We talked about who might own the million dollar yachts that pulled in and out of the ports and day dreamed a little. I ordered a strawberry Daiquiri as I often do when I’m thinking about my dog of the same name and Chris had the best gin and tonic of his life. We then each had a Bourbon neat – our Spanish bartender had never heard of the term ‘neat,’ apparently they call it plain in Barcelona. This rooftop patio was an intimate paradise and catapulted our somewhat shaky start to the honeymoon into bliss.
We watched the sun go down from the oasis-like bar and then made our way back to the street in search of dinner. We shared a delicious plate of paella after a starter of prosciutto. The walk back to the apartment seemed doable and allowed us to see the city at night so we made our way back to the apartment by foot. The walk was about a half hour long and we enjoyed seeing the already attractive architecture lit up with spotlights.

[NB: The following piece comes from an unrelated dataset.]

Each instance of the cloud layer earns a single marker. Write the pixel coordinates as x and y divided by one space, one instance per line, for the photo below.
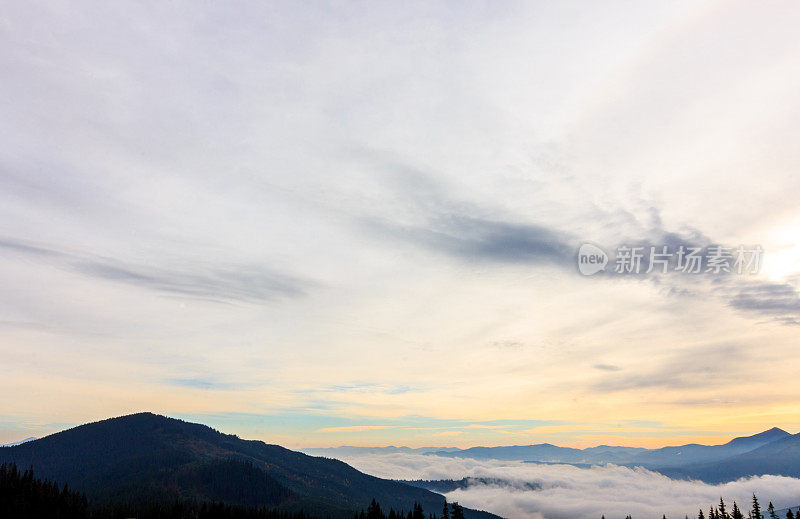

Chris found a gluten free beer from the shop and wanted to drink it as we walked, something that he insisted he saw other people doing (I later looked this up and discovered it is only occasionally regulated by the authorities, but is in fact illegal). A friendly German tourist leant him a lighter to open it – a Canadian and a German can both appreciate a cold beer. I poured a glass of white wine for myself back at the apartment as Chris drank his beer. We relaxed in the heat, with our room fan pointed directly at us and we winded down for the evening. After a long first day we were asleep by 10:45pm Barcelona time, excited for what was to come in the next day.